Black Atlantic Christianity comes into being with this painful truth. The Christianity it works with is necessary, powerful, and living but not very appealing. It lacks appeal because, enamored of the power and beauty of whiteness, this Christianity presents itself to no one but itself and tragically invites “nonwhite” peoples to do the same. An intellectual life formed in so unappealing a setting becomes crushingly insular… I am not dismissing the important parental legacy of Christianity in nurturing key intellectuals of the modern West, and especially intellectuals of the Black Atlantic. But we must not allow this legacy to blind us to the aching absence of a truly Christian intellectual community at the heart of church life in this world. Such a Christian community would reflect in its work the incarnate reality of the Son who has joined the divine life to our lives and invites us to deep abiding intellectual joining, not only of ideas but of problems, not only of concepts but of concerns, not only beliefs and practices but of common life, and all of it of the multitude of many tongues.
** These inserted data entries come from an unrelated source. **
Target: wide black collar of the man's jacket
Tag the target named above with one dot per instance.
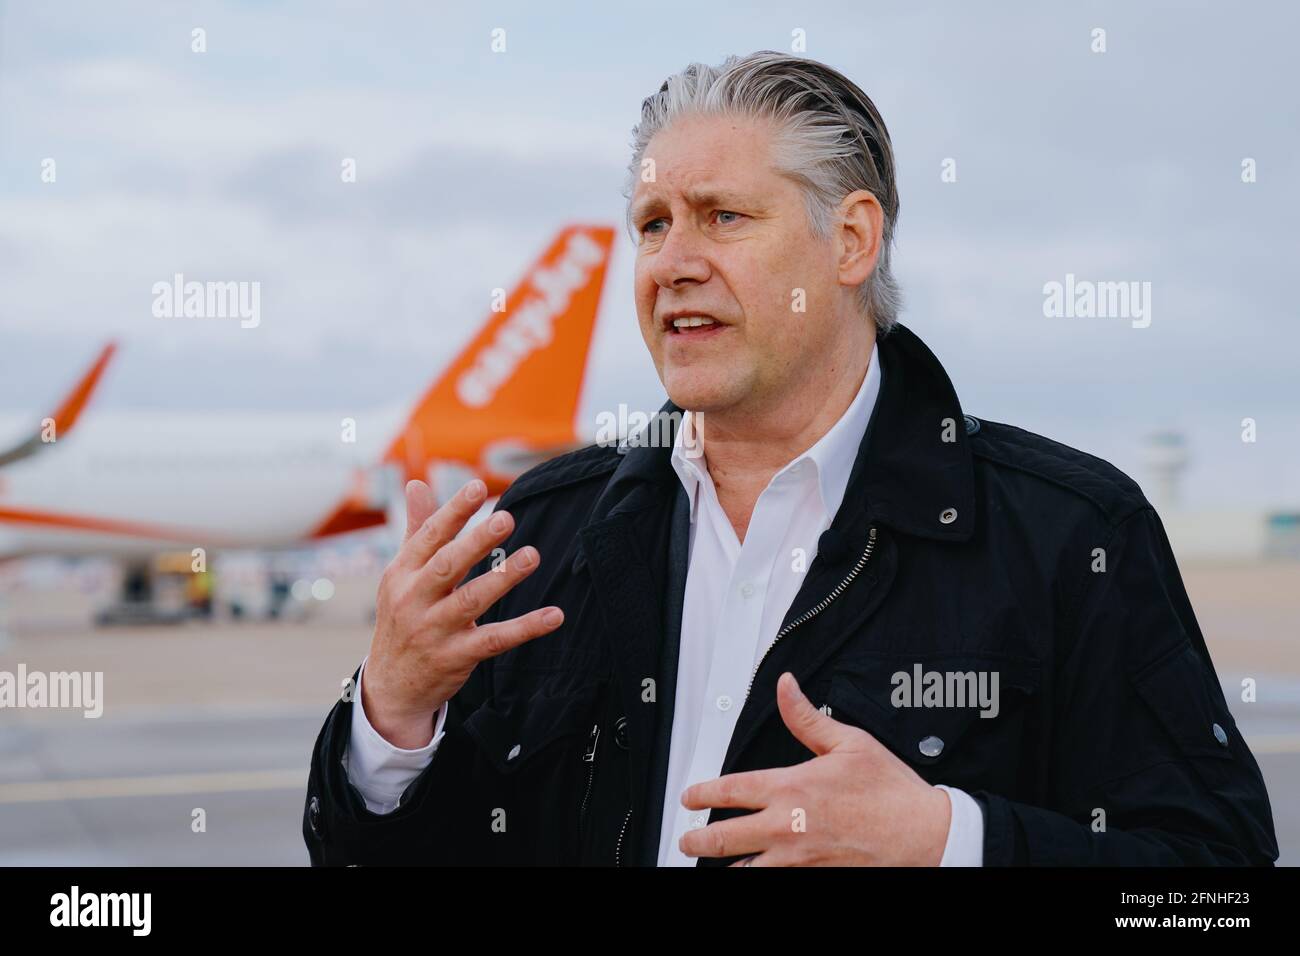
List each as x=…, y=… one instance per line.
x=913, y=471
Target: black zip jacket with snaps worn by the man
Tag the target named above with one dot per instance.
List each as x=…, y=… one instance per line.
x=961, y=546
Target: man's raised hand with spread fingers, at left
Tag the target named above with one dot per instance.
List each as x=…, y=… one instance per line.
x=426, y=639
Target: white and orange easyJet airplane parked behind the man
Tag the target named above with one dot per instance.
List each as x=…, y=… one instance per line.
x=131, y=485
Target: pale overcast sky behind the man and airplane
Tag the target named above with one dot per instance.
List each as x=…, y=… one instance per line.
x=1124, y=166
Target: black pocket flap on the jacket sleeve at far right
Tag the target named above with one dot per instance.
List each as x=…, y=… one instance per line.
x=1178, y=693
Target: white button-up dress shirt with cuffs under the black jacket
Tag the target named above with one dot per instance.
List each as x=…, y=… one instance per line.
x=738, y=595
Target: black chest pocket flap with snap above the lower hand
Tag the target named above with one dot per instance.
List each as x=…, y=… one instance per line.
x=922, y=706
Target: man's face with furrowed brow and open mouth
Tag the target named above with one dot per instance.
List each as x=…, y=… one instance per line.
x=725, y=236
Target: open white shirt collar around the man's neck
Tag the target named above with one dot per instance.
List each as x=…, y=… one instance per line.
x=831, y=457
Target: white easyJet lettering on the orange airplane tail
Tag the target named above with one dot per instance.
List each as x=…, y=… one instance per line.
x=530, y=328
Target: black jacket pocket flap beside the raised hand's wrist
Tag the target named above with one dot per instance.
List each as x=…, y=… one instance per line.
x=513, y=734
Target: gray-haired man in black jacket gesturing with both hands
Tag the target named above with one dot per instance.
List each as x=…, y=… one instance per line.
x=835, y=622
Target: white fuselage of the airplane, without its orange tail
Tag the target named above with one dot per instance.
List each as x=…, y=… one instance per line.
x=127, y=483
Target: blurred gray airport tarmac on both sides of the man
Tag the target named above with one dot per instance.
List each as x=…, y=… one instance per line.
x=222, y=719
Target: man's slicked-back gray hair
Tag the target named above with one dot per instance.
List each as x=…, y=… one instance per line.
x=830, y=140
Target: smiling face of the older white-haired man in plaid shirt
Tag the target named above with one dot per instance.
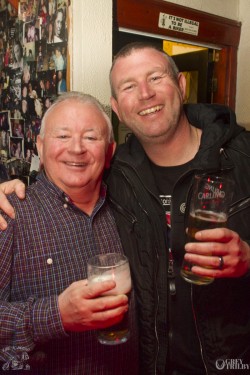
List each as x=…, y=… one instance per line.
x=74, y=149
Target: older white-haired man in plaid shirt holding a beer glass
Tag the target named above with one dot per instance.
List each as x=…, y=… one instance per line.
x=48, y=313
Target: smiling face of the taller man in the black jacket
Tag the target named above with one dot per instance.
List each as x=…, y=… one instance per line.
x=148, y=98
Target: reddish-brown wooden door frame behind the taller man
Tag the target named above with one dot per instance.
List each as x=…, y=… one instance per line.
x=224, y=34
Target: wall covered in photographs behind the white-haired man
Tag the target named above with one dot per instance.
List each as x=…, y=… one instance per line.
x=33, y=63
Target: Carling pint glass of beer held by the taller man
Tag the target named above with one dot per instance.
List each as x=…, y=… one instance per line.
x=208, y=210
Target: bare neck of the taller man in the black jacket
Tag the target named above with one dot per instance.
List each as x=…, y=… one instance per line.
x=178, y=149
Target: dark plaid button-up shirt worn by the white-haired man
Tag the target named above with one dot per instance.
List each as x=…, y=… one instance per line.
x=42, y=252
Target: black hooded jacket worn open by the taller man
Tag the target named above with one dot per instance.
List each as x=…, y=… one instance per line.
x=221, y=309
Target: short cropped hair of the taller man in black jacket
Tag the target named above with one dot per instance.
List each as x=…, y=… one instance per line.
x=129, y=48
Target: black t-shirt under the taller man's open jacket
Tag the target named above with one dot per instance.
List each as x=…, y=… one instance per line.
x=184, y=347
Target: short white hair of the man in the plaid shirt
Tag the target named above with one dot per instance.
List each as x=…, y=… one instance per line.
x=82, y=98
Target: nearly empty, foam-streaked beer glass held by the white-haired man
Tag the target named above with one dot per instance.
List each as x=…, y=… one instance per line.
x=112, y=266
-Willie James Jennings, The Christian Imagination: Theology and the Origins of Race
Jennings captures something so innate to Western Christianity that it is mostly invisible, namely that its rootedness in whiteness leads to an intellectual life that is not particularly Christian. Consider, for example, current white Christian engagement with the Republican presidential nominee. On one side are the supporters who are blind to the threat this man poses to many within the diverse Christian family. On the other side are those who cannot imagine any scenario in which a Christian could support the nominee and yet whose opposition has little physical contact with the lives and concerns of Black and Brown Christians.
Jennings hints at an alternative in which white Christianity redirects its gaze and the seat of its authorities to “non-white” communities and concerns. There is a common life available but the conversion will be a kind of death for those whose experience of God was birthed in the insularity of whiteness.